On this collection of articles, we’ll use the LangGraph library and Tavily search software to construct a easy analysis assistant that demonstrates a few of these ideas and would possibly even be helpful for these of us seeking to generate fast, effectively written experiences about any topic. Our agent can be impressed by the plan -> analysis -> write -> submit -> assessment -> revise cycle that occurs in peer-reviewed analysis, and you may check out the prompts for these totally different sections right here.

To make the system really feel extra full, we’ll additionally add the power to mechanically add the fabric generated to a Google Doc, which is explored in half 2. This ought to be thought of as extra of an add-on than an built-in part of the agent, however it’s fascinating in its personal proper and so may be learn as a stand-alone article.

Earlier than taking a look at how we are able to construct this assistant and what it means for it to be “agentic”, we should always suppose briefly about what we’d prefer it to do. The objective is to construct a system that may plan and write quick, informative articles a few given subject, then enhance its personal work by way of assessment and revision.

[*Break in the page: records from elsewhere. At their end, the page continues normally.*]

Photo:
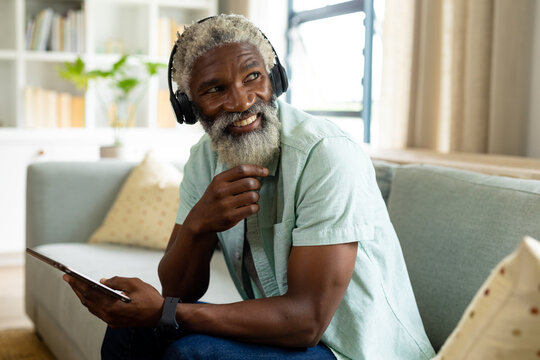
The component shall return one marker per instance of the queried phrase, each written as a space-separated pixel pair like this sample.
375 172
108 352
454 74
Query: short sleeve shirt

Why? Primarily that is simply an exploration of know-how, however the usage of LLMs as semi-autonomous researchers is an energetic area of investigation and is yielding fascinating tasks corresponding to GPT-researcher. They’ve the potential to hurry up the work of analysts, college students, authors and researchers — although after all if the objective is human studying, there is no such thing as a substitute for cautious studying, notice taking and dialogue, which AI can’t change.

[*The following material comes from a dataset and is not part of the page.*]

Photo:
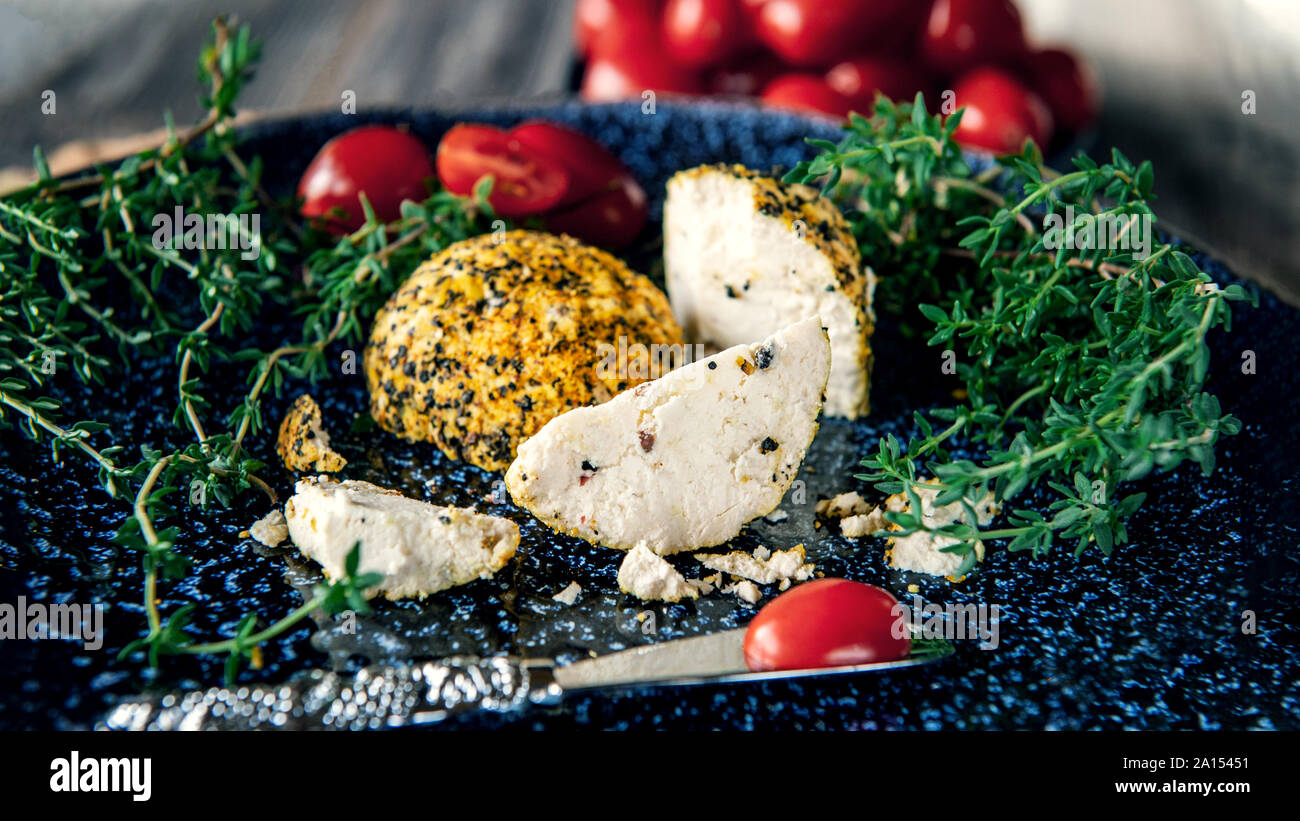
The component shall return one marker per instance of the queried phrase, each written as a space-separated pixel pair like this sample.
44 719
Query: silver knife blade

LLMs like GPT4, Anthropic Claude Sonnet, Meta Llama 3, Google Gemini Professional and so on. can already write nice articles out of the field with only a single immediate. Nonetheless, these LLMs have data cutoffs and so want entry to further instruments in an effort to fetch the newest data, corresponding to information about present occasions. There are many providers — notably instruments like Perplexity, ChatGPT (now accessible through chat.com) and Google’s AI overview that have already got this skill, however they’re geared extra in the direction of offering fast summaries than polished analysis experiences.

Right here, we’re making the belief that a number of iterations of assessment and revision will enhance the standard of an article generated by an LLM. That is actually the way it works in human writing. Our assistant could have the next elements, every with its personal instruction immediate

  • Planner. Turns a poorly outlined job right into a structured article plan
  • Researcher. Takes the plan and searches the web for related content material.
  • Author. Makes use of the plan, retrieved content material and it personal data to put in writing the report
  • Reviewer. Reads the report and affords constructive criticism
  • Editor. Reads the report and the reviewer’s criticism and decides if the report must be revised. In that case, the report is shipped again to the researcher and author levels.

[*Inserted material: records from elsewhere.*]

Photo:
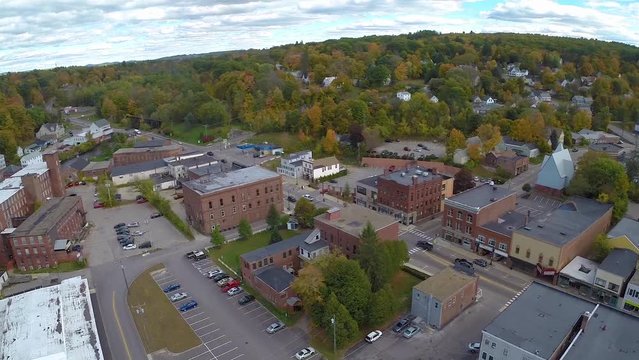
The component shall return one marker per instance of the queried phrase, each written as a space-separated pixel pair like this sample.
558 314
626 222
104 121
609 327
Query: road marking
117 321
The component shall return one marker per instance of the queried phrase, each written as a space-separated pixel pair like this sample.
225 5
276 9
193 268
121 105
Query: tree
217 238
244 229
275 236
456 140
273 218
304 212
463 181
601 248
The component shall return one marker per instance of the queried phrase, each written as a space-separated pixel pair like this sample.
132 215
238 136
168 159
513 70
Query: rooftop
55 322
276 278
45 218
276 248
581 269
479 196
352 219
405 177
621 262
215 182
567 221
136 168
506 223
626 227
541 318
445 283
149 149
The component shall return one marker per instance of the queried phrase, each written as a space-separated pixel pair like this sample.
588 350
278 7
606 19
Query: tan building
443 296
547 244
127 156
226 198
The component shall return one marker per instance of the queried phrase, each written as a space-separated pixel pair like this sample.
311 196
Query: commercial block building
341 227
226 198
127 156
443 296
549 243
465 212
34 240
546 323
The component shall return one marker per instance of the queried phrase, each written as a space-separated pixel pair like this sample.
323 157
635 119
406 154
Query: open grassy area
159 324
230 253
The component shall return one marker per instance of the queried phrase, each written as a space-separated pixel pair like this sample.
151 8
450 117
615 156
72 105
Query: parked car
246 299
480 262
373 336
474 347
410 331
275 327
305 353
426 245
188 305
171 287
178 296
234 291
401 324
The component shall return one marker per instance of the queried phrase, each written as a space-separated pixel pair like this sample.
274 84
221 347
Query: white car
178 296
234 291
374 335
305 353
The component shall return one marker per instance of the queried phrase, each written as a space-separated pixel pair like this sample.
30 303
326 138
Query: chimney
55 174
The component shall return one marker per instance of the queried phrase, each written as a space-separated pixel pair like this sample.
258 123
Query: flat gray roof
479 196
567 221
405 177
215 182
54 322
47 216
620 262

In our implementation every of those elements can be calling the identical LLM, specifically GPT4o-mini, however in an actual software they might simply as simply use totally different, extra specialised fashions.

The output can be a well-written, informative report — ideally with references — that we are able to programmatically drop right into a Google doc for secure protecting. It’s simple to change the “character” or our researcher by adapting the prompts. The editor is especially vital, as a result of it’s the gatekeeper for the tip of the method. If we make our editor very strict, the system would possibly have to loop by way of many revisions to get accepted. To what extent will a stricter editor enhance the standard of the consequence? That’s a really fascinating query which, as they are saying, is past the scope of the present work!

Our analysis assistant relies closely on the instance described on this wonderful quick course about LangGraph. LangGraph is an LLM orchestration library that makes an attempt to make it simpler for us to design and construct dependable brokers. For an in-depth comparability of LangGraph and LangChain, I like to recommend this wonderful article.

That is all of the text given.